Title: Virulence of Listeria monocytogenes following repeated exposure to Ultraviolet (254nm) Light Author
Submitted to: Meeting Abstract
Publication Type: Abstract Only
Publication Acceptance Date: March 1, 2008
Publication Date: July 2, 2008
Citation: Sommers, C. 2008. Virulence of Listeria Monocytogenes following repeated exposure to ultravioet light [abstract]. Institute of Food Technologists Annual Meeting. New Orleans, LA. p.1. Technical Abstract: The foodborne pathogen Listeria monocytogenes is an occasional contaminant of ready-to-eat meat products such as frankfurters. Frankfurters can be contaminated following cooking and prior to packaging by contact with contaminated surfaces such as conveyors and packaging equipment. Ultraviolet Light (UV) (254 nm) is an FDA approved technology that can inactivate pathogenic bacteria on food contact surfaces. In this study L. monocytogenes H7762 was inoculated onto stainless steel coupons and exposed to 100 mJ UV Light, resulting in inactivation of greater than 6 log of the pathogen. Twelve surviving isolates were then selected and separately subjected to a total of ten rounds of propagation and exposure to UV Light.
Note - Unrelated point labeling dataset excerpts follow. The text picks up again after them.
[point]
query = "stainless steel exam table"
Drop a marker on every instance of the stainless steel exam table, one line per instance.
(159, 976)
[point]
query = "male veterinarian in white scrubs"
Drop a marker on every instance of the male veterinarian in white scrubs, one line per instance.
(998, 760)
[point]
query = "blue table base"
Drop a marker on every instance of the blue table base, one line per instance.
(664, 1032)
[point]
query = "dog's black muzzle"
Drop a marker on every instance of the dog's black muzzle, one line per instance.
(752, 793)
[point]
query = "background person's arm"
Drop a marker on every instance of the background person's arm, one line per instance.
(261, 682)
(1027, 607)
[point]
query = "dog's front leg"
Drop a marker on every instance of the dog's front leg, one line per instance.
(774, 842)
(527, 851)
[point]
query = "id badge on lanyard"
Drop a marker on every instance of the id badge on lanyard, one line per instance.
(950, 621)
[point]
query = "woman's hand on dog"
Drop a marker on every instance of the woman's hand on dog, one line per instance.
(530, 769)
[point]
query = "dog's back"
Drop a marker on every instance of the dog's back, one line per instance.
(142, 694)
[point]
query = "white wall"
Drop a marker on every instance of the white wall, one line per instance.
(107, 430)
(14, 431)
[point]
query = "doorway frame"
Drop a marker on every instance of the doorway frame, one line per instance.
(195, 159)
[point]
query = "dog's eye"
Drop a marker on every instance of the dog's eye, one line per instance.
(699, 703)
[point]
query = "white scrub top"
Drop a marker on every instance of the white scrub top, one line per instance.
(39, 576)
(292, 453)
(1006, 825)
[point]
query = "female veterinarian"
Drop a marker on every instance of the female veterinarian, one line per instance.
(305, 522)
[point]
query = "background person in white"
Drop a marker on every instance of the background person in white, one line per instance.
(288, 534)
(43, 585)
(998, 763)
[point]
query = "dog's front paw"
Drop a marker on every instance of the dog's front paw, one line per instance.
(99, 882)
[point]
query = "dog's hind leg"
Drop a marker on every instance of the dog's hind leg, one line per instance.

The 12 individual isolates were tested for their resistance to UV Light and their ability to invade human cells. The UV resistance of the UV treated L. monocytogenes was significantly greater than the non-UV treated H7762 parent. However, while more UV resistant, 10 of the 12 isolates were unable to invade a human colon tumor (RKO) cell line. The twelve UV treated clones also displayed variable phospholipase and hemolysin virulence phenotypes through plating on chromogenic and horse blood agar plates. While repeated exposure to UV Light (254 nm) resulted in increased resistance of L. monocytogenes to that intervention technology, the surviving L. monocytogenes were attenuated as a result of the repeated UV treatment.